A complex comprising phytochrome B, the E3 ubiquitin ligase HOS1, and CONSTANS may be required to modulate a proper photoperiodic flowering response in Arabidopsis. The regulation of CONSTANS (CO) gene expression is crucial to accurately measure changes in daylength, which influences flowering time in Arabidopsis thaliana. CO expression is under both transcriptional and posttranslational control mechanisms. We previously showed that the E3 ubiquitin ligase HIGH EXPRESSION OF OSMOTICALLY RESPONSIVE GENES1 (HOS1) physically interacts with CO in Arabidopsis. This interaction is required to precisely modulate the timing of CO accumulation and, consequently, to maintain low levels of FLOWERING LOCUS T expression during the first part of the day. The data presented here demonstrate that HOS1 is involved in the red light-mediated degradation of CO that takes place in the early stages of the daylight period. Our results show that phytochrome B (phyB) is able to regulate flowering time, acting in the phloem companion cells, as previously described for CO and HOS1. Moreover, we reveal that phyB physically interacts with HOS1 and CO, indicating that the three proteins may be present in a complex in planta that is required to coordinate a correct photoperiodic response in Arabidopsis.

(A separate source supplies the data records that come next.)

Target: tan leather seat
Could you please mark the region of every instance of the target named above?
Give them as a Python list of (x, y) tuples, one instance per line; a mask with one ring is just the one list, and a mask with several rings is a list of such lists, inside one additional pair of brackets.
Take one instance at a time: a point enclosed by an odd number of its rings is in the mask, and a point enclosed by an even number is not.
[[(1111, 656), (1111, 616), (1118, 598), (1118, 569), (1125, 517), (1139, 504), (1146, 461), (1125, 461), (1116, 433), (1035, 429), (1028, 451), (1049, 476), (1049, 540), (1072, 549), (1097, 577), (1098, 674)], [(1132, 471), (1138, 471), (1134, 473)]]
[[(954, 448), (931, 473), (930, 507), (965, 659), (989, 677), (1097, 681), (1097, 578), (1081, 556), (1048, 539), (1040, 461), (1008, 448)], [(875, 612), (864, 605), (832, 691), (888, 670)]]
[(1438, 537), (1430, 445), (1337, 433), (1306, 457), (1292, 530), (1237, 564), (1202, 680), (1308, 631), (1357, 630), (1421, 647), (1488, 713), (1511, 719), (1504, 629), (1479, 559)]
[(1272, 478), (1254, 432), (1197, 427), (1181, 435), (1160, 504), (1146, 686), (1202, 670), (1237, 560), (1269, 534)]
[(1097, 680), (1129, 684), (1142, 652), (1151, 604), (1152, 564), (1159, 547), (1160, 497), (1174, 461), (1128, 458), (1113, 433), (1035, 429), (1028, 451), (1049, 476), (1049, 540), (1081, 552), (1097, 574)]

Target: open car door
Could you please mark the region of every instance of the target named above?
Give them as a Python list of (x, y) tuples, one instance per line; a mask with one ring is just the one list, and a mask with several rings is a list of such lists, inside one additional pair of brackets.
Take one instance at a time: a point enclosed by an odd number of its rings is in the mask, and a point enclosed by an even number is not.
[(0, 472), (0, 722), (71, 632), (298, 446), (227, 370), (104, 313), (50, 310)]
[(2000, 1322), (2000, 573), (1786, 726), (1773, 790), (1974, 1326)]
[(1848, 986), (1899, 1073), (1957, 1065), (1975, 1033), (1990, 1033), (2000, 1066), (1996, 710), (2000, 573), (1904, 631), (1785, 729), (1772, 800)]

Chromatin-Dependent Repression of the Arabidopsis Floral Integrator Genes Involves Plant Specific PHD-Containing Proteins

This work shows that the Arabidopsis homologs SHL and EBS play independent roles in the repression of flowering and are required to maintain an inactive chromatin configuration in floral integrator genes by preventing high levels of H3 acetylation. SHL and EBS are plant-specific proteins and could represent a fundamental difference in gene expression control between plants and other eukaryotes. The interplay among histone modifications modulates the expression of master regulatory genes in development. Chromatin effector proteins bind histone modifications and translate the epigenetic status into gene expression patterns that control development. Here, we show that two Arabidopsis thaliana paralogs encoding plant-specific proteins with a plant homeodomain (PHD) motif, SHORT LIFE (SHL) and EARLY BOLTING IN SHORT DAYS (EBS), function in the chromatin-mediated repression of floral initiation and play independent roles in the control of genes regulating flowering. Previous results showed that repression of the floral integrator FLOWERING LOCUS T (FT) requires EBS. We establish that SHL is necessary to negatively regulate the expression of SUPPRESSOR OF OVEREXPRESSION OF CO1 (SOC1), another floral integrator. SHL and EBS recognize di- and trimethylated histone H3 at lysine 4 and bind regulatory regions of SOC1 and FT, respectively. These PHD proteins maintain an inactive chromatin conformation in SOC1 and FT by preventing high levels of H3 acetylation, bind HISTONE DEACETYLASE6, and play a central role in regulating flowering time. SHL and EBS are widely conserved in plants but are absent in other eukaryotes, suggesting that the regulatory module mediated by these proteins could represent a distinct mechanism for gene expression control in plants.